25 novembre /2 – Il dominio maschile in pensieri, parole, opere… e forme di Chiesa
Dire uomo per dire anche donna, pensare il maschile come universale, usare retorica e paternalismo invece che rinnovare la Chiesa alla luce del discepolato di eguali: non è già violenza, questa?
Di violenza ce n’è di tutti i generi: conclamata e nascosta, fisica e verbale, improvvisa e a lenta combustione, cieca e programmata, esibita e subliminale, rozza e raffinata, individuale e collettiva … Ma sembra esserci un genere, che vi si esercita con disperante consuetudine: quello maschile.
Per questo ogni volta che arriva la Giornata mondiale per l’eliminazione della violenza contro le donne mi sento a disagio. Come maschio, anzitutto, per la permanente difficoltà a riconoscere la mia parzialità entro un orizzonte culturale che continua a fare del maschile il genere universale, comprensivo di ogni altro. Non è già violenza, questa?
I linguaggi che nascondono le donne
Il tentativo che faccio di declinare il più possibile al femminile e al maschile i miei discorsi viene bonariamente preso in giro da chi mi conosce, e non credo con questo di dare chissà quale contributo alla causa. Tuttavia mi chiedo se il linguaggio – in tutte le sue forme, non solo quelle verbali – non sia una matrice fondamentale della nostra visione del mondo.

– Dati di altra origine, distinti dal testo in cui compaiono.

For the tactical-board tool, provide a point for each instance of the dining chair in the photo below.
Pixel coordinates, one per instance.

Come lavorare allora, tutte e tutti insieme, per una radicale bonifica dei linguaggi a tutti i livelli e in ogni ambito? È responsabilità di chi ha ruoli significativi, ma è vigilanza da parte di ciascuno. È impegno educativo, con risvolti sociali e politici non indifferenti. È attitudine personale da coltivare e affinare e insieme sforzo collettivo da mettere in atto.
Parlare (e di conseguenza pensare) unicamente al maschile e ritenere che sia una modalità di includere tutto e tutti significa confermare un atteggiamento di dominio, che anche quando non sfocia in forme di violenza fatta e subita, alimenta una relazionalità nella quale si è sempre a rischio di assolutizzare se stessi.

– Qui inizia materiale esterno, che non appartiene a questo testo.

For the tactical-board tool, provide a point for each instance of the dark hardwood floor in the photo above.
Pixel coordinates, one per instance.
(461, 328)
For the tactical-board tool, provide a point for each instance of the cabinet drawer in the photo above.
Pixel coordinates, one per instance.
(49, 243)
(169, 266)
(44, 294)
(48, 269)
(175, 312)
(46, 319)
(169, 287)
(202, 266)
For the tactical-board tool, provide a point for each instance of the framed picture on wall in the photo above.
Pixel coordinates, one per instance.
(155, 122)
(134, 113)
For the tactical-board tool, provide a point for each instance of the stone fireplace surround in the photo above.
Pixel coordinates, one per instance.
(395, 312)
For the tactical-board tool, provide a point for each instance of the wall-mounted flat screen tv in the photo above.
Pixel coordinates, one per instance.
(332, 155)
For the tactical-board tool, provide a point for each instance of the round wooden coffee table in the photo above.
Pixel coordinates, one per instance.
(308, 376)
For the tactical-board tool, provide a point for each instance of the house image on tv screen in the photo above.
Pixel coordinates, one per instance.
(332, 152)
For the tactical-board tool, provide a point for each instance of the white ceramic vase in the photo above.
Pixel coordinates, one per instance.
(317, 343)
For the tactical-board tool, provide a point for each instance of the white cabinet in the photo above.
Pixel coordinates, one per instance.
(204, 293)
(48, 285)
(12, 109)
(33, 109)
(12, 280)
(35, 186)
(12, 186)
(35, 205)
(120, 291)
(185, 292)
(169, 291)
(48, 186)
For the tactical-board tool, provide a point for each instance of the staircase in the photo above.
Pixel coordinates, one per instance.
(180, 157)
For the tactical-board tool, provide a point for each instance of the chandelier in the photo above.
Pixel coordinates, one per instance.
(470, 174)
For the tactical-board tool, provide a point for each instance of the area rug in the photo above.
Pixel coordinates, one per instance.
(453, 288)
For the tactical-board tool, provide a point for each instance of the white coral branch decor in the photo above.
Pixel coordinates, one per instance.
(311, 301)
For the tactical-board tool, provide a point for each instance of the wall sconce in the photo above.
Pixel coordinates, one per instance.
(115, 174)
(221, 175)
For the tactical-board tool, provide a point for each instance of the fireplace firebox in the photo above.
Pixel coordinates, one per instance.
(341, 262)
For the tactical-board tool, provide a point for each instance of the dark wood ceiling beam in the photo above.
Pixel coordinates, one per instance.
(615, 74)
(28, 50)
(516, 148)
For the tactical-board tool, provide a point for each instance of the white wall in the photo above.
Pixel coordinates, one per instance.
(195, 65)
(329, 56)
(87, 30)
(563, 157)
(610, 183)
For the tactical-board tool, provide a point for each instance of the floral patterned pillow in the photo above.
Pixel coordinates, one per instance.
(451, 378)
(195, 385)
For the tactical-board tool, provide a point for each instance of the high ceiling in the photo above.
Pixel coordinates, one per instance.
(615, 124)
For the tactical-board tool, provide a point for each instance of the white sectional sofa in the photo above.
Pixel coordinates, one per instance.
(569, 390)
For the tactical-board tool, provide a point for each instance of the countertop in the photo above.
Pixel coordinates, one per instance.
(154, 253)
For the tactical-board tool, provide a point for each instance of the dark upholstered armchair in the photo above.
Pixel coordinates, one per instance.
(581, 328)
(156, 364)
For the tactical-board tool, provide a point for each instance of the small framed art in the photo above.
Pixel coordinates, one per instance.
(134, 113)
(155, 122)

Il “principio di maschilità” nella Chiesa
Il disagio, se possibile, aumenta per il mio essere prete cattolico e quindi a titolo particolare espressione della Chiesa nel suo aspetto istituzionale. E la Chiesa cattolica, strutturata su un principio di maschilità esibito come volere divino, non può chiamarsi fuori dall’orizzonte culturale sopra delineato.
Al di là degli stereotipi di genere più grossolani – tutt’altro che estirpati, se di recente il vicario generale di una diocesi può permettersi di commentare un passo delle Scritture a un’assemblea di universitari ribadendo la sottomissione delle mogli ai mariti – c’è un armamentario di discorsi ecclesiastici dal retorico al paternalistico francamente imbarazzanti.

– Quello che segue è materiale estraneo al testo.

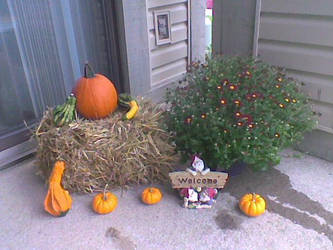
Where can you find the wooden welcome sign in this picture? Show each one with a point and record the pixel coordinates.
(198, 186)
(183, 179)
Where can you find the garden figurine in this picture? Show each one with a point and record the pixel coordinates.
(198, 165)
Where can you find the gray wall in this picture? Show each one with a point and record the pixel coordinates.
(298, 35)
(140, 57)
(233, 26)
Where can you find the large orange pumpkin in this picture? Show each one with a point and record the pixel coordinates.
(252, 204)
(96, 96)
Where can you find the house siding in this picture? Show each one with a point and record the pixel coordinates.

Il ricorso a Maria, il riferimento al genio femminile, l’inserimento di qualche sporadica donna in organismi ecclesiali, possono fare da alibi a un mancato ripensamento del volto che la Chiesa cattolica esprime, continuando a mutilare l’apporto delle donne e quindi in certo modo legittimando una forma di violenza nei loro confronti?
Non è questione di tutela, ma di Vangelo
E la violenza contro un genere è violenza contro il genere umano, per cui non si tratta di tutelare le donne come si tutelasse una specie protetta. È in questione l’umanità nel suo insieme e, per quanto si riferisce alla Chiesa, il Vangelo di Gesù di Nazareth che per l’umano è buona notizia di salvezza.
Il discepolato di eguali testimoniato dalla sequela evangelica non può non interrogare la forma di Chiesa di ogni tempo e affrettare una riforma che, a fronte della tragedia della violenza contro le donne, possa porre un segno forte in altra direzione.